Kepala Program Studi Teknik Elektro Universitas Pelita Harapan Henri P Uranus, Rabu (16/12/2020), mengatakan, selama ini konsumen biasanya menganggap baterai kendaraan listrik sudah tidak memadai ketika kapasitasnya telah di bawah 80 persen. Baterai bekas pakai kendaraan listrik tersebut kemudian langsung dibawa ke industri daur ulang.
”Padahal, baterai bekas pakai kendaraan listrik yang kapasitasnya tinggal 70 persen pun sebenarnya masih cukup bagus dipakai untuk aplikasi atau perangkat lain yang tidak serumit kendaraan listrik,” ujarnya dalam Electric Vehicle Indonesia Webinar 2020 The Readiness Electric Vehicles in Indonesia yang digelar secara virtual.
Menurut Henri, baterai bekas pakai kendaraan listrik masih dapat dimanfaatkan untuk keperluan lampu penerangan jalan. Selain itu, baterai tersebut juga bisa dipakai untuk menopang UPS (uninterruptible power supply/pasokan daya bebas gangguan) dan BTS (base transceiver station) telekomunikasi.
Selama ini konsumen biasanya menganggap baterai kendaraan listrik sudah tidak memadai ketika kapasitasnya telah di bawah 80 persen. Baterai bekas pakai kendaraan listrik tersebut kemudian langsung dibawa ke industri daur ulang.
Skema pemanfaatan baterai bekas pakai kendaraan listrik memiliki banyak manfaat. Pertama, membantu mengurangi beban lingkungan dari limbah baterai, karena dengan pemanfaatan baterai bekas, umur pakai baterai bisa sampai 10 tahun.
Kedua, lanjut Henri, manfaat ekonomi baterai bekas. Pengguna akan mendapatkan harga baterai yang lebih bersaing dengan memanfaatkan baterai bekas pakai kendaraan listrik tersebut. Nilai ekonomi baterai bekas pakai untuk keperluan lain ini diharapkan dapat menekan biaya kepemilikan kendaraan listrik.
Vice President Planning and New Ventures of PT Pertamina (Persero) Ary Kurniawan menuturkan, salah satu tantangan pengembangan baterai adalah belum adanya standardisasi baterai di Indonesia. Standardisasi baterai dibutuhkan untuk memberi kejelasan dalam menentukan jenis dan spesifikasi baterai yang akan dikembangkan.
Tantangan lain dalam bisnis baterai adalah teknologinya yang selalu berkembang dari tahun ke tahun. ”Baterai bukan produk yang dapat dipertahankan dalam 20 tahun.
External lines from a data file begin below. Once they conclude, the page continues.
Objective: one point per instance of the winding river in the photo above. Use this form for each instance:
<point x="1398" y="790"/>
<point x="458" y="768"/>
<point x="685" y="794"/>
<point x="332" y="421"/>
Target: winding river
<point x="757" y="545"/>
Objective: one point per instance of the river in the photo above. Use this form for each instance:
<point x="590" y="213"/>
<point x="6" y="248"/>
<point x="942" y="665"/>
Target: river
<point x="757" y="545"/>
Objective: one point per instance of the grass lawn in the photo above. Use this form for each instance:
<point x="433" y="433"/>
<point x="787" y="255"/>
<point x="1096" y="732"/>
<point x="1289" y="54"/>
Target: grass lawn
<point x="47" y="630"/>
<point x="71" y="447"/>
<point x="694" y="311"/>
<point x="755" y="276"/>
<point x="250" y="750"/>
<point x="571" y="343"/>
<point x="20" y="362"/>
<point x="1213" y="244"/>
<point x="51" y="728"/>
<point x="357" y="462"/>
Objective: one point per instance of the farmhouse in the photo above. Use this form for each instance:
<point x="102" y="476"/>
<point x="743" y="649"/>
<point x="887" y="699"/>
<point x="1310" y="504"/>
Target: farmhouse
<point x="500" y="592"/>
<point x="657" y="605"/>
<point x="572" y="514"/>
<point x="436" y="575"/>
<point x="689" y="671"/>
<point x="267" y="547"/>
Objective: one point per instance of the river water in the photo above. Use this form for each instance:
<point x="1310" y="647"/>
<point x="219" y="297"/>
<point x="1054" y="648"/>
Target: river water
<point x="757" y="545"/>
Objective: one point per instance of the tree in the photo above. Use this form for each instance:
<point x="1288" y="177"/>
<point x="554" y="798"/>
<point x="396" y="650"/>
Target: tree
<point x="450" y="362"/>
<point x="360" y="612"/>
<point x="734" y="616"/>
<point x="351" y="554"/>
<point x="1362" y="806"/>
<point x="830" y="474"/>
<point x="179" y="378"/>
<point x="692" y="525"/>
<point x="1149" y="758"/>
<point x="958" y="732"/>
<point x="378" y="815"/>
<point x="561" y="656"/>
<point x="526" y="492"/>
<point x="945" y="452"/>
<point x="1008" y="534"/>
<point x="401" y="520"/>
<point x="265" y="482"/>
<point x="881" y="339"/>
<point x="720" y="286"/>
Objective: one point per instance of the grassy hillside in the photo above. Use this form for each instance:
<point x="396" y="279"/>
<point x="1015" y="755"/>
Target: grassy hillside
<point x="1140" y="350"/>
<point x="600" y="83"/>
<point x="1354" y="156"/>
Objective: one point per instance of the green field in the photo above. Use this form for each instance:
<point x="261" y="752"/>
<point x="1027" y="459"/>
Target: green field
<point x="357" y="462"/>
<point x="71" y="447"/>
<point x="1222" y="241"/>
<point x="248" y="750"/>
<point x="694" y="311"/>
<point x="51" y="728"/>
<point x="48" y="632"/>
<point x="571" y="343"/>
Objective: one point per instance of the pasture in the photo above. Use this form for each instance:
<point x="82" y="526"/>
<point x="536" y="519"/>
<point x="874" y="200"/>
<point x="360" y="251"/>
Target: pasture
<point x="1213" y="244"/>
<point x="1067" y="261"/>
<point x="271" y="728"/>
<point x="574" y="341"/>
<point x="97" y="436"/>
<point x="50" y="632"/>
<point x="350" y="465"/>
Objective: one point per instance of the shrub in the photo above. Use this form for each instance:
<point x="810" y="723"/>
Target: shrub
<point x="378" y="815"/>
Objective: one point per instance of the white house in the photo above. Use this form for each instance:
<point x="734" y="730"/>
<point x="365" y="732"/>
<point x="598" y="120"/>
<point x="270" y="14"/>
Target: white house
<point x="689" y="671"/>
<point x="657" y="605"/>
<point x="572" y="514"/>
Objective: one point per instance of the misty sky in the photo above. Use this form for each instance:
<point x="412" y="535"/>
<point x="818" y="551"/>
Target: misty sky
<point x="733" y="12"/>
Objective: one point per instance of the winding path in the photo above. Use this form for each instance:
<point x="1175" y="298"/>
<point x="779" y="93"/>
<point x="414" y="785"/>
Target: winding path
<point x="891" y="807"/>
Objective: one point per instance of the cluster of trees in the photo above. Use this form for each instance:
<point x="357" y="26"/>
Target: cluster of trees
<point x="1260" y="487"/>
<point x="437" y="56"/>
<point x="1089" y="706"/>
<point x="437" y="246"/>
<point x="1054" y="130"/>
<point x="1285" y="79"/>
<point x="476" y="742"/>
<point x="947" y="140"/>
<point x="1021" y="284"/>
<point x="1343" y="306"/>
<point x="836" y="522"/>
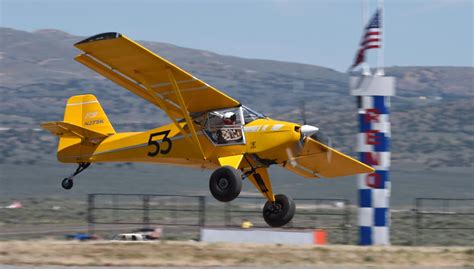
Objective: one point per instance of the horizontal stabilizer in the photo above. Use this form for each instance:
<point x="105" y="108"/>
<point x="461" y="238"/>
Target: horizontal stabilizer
<point x="64" y="129"/>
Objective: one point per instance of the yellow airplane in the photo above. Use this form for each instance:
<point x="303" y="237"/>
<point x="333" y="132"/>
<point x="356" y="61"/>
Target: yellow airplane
<point x="208" y="129"/>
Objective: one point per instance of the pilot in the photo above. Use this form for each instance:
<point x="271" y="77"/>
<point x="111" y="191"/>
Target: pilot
<point x="229" y="118"/>
<point x="229" y="134"/>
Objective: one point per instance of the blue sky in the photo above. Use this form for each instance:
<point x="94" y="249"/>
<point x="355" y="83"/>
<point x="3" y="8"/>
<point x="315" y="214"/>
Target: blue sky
<point x="326" y="33"/>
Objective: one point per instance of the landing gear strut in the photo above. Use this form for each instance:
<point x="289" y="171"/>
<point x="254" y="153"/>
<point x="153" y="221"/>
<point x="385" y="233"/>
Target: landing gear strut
<point x="280" y="212"/>
<point x="68" y="182"/>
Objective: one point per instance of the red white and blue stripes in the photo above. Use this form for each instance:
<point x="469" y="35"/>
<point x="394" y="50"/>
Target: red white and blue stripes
<point x="374" y="189"/>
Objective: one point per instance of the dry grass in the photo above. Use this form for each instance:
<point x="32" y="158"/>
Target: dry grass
<point x="166" y="253"/>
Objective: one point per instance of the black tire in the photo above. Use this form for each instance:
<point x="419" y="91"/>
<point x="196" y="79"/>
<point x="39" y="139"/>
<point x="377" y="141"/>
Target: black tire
<point x="280" y="213"/>
<point x="225" y="183"/>
<point x="67" y="183"/>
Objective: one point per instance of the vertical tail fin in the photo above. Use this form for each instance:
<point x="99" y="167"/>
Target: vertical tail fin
<point x="85" y="111"/>
<point x="85" y="125"/>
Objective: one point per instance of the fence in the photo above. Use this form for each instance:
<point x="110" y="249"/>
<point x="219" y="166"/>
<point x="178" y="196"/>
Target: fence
<point x="327" y="214"/>
<point x="145" y="209"/>
<point x="173" y="210"/>
<point x="444" y="220"/>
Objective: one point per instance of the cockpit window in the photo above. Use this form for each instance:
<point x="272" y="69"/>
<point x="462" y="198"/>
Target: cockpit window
<point x="251" y="115"/>
<point x="224" y="127"/>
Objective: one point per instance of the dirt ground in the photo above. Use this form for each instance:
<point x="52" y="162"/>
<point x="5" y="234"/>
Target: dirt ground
<point x="176" y="253"/>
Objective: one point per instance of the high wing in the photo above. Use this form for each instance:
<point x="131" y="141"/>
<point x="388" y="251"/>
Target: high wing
<point x="153" y="78"/>
<point x="146" y="74"/>
<point x="317" y="160"/>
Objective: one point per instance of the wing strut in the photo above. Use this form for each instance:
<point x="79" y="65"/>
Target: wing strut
<point x="184" y="110"/>
<point x="161" y="103"/>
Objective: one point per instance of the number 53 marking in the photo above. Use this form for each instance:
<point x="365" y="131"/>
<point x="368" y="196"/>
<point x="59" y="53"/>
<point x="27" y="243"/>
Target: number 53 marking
<point x="157" y="145"/>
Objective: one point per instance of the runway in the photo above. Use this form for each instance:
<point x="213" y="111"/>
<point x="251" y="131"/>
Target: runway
<point x="270" y="267"/>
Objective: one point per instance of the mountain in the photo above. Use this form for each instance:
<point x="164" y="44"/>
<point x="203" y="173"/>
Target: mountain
<point x="431" y="114"/>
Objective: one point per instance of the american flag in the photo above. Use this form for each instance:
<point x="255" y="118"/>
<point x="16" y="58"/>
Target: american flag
<point x="371" y="39"/>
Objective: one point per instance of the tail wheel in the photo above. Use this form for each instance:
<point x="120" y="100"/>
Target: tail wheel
<point x="225" y="183"/>
<point x="280" y="212"/>
<point x="67" y="183"/>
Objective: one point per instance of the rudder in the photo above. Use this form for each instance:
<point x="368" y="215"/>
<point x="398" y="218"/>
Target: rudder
<point x="85" y="111"/>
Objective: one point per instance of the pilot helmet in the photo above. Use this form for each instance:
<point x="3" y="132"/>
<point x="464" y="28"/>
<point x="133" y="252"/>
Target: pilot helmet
<point x="230" y="116"/>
Bisnis baterai adalah bisnis teknologi, di mana perubahannya bisa terjadi setiap lima tahun,” katanya.
Baterai bukan produk yang dapat dipertahankan dalam 20 tahun. Bisnis baterai adalah bisnis teknologi, di mana perubahannya bisa terjadi setiap lima tahun.
Menurut Ary, bukan hanya Indonesia yang ingin memiliki kemampuan memproduksi baterai kendaraan listrik. Saat ini banyak negara yang ingin menjadi produsen baterai berusaha menarik investor agar berminat mengembangkan baterai kendaraan listrik di negara mereka.
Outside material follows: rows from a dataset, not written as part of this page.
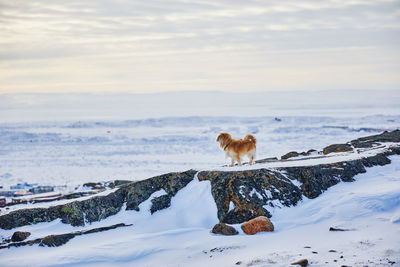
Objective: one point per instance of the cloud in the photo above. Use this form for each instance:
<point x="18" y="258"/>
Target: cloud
<point x="160" y="42"/>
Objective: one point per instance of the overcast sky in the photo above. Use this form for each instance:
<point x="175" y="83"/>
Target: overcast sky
<point x="235" y="45"/>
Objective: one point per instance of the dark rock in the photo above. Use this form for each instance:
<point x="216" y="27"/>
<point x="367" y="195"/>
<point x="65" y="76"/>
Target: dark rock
<point x="250" y="191"/>
<point x="291" y="154"/>
<point x="117" y="183"/>
<point x="160" y="203"/>
<point x="337" y="229"/>
<point x="20" y="236"/>
<point x="337" y="148"/>
<point x="302" y="262"/>
<point x="370" y="141"/>
<point x="97" y="208"/>
<point x="224" y="229"/>
<point x="95" y="186"/>
<point x="56" y="240"/>
<point x="140" y="191"/>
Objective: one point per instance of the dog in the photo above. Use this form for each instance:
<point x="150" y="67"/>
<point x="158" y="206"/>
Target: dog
<point x="237" y="148"/>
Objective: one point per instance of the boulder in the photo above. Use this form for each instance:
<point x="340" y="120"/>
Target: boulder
<point x="56" y="240"/>
<point x="302" y="262"/>
<point x="224" y="229"/>
<point x="256" y="225"/>
<point x="20" y="236"/>
<point x="337" y="148"/>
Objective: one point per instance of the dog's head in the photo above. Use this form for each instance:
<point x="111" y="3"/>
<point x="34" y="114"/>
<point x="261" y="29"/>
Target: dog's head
<point x="223" y="139"/>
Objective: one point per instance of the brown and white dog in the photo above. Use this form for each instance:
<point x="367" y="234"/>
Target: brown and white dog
<point x="237" y="148"/>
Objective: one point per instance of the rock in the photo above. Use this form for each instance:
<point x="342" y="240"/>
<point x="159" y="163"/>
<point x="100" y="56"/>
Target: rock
<point x="302" y="262"/>
<point x="56" y="240"/>
<point x="337" y="148"/>
<point x="160" y="203"/>
<point x="20" y="236"/>
<point x="97" y="208"/>
<point x="224" y="229"/>
<point x="337" y="229"/>
<point x="251" y="192"/>
<point x="95" y="186"/>
<point x="291" y="154"/>
<point x="256" y="225"/>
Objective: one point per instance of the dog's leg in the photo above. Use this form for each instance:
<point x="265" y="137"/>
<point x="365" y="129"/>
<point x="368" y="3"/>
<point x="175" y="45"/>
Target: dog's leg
<point x="239" y="160"/>
<point x="252" y="155"/>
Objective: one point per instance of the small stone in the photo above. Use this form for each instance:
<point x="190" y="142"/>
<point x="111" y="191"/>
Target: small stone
<point x="259" y="224"/>
<point x="20" y="236"/>
<point x="291" y="154"/>
<point x="302" y="262"/>
<point x="337" y="148"/>
<point x="224" y="229"/>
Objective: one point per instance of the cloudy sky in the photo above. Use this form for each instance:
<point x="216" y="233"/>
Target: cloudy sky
<point x="235" y="45"/>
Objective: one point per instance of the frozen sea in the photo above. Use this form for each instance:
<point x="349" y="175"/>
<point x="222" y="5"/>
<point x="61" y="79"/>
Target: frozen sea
<point x="70" y="139"/>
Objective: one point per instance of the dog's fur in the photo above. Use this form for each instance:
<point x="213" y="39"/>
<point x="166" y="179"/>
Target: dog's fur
<point x="237" y="148"/>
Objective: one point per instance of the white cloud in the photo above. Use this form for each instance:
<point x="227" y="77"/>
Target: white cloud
<point x="44" y="43"/>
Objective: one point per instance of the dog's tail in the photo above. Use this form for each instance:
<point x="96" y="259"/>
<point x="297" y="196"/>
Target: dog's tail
<point x="251" y="138"/>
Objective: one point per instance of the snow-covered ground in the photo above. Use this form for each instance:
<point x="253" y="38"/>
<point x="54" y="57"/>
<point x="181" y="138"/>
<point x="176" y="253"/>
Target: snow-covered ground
<point x="73" y="139"/>
<point x="180" y="235"/>
<point x="69" y="140"/>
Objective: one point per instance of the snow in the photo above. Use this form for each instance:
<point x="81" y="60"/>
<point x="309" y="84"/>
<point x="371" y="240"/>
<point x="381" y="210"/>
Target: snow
<point x="180" y="235"/>
<point x="68" y="140"/>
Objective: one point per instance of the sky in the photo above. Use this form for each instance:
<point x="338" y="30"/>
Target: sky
<point x="157" y="46"/>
Thailand, misalnya, lumayan agresif memberikan insentif supaya investor bersedia membangun bisnis baterai di negara tersebut. ”Harapan kami, Pemerintah Indonesia bisa memberikan insentif yang lebih baik dibandingkan negara pesaing untuk pengembangan baterai kendaraan listrik,” ujarnya.
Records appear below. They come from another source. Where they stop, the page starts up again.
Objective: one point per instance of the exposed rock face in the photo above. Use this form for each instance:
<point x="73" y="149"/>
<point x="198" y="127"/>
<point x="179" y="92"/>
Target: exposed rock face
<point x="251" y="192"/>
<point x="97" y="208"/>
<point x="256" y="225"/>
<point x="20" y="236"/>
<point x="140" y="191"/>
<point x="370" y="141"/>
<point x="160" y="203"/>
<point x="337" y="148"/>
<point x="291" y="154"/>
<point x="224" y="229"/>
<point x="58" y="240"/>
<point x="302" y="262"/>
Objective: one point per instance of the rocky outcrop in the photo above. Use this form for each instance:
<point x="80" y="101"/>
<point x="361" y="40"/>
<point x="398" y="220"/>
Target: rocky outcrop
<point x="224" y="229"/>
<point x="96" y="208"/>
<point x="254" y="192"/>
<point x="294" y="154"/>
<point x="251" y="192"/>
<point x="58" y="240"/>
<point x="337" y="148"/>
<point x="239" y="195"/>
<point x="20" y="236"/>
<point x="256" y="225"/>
Sementara itu, Direktur Sarana Transportasi Jalan Kementerian Perhubungan Mohamad Risal Wasal mengatakan, ada insentif fiskal biaya uji tipe kendaraan bermotor listrik berbasis baterai. Insentif fiskal tersebut merupakan salah satu upaya pemerintah mendorong perkembangan kendaraan bermotor listrik berbasis baterai di Indonesia.
Biaya uji tipe kendaraan bermotor bakar untuk jenis sepeda motor Rp 9,5 juta, mobil penumpang Rp 27,8 juta, dan bus Rp 126,9 juta. Sementara itu, biaya uji tipe kendaraan bermotor listrik berbasis baterai untuk jenis sepeda motor hanya Rp 4,5 juta, mobil penumpang Rp 13,2 juta, dan bus Rp 13,2 juta.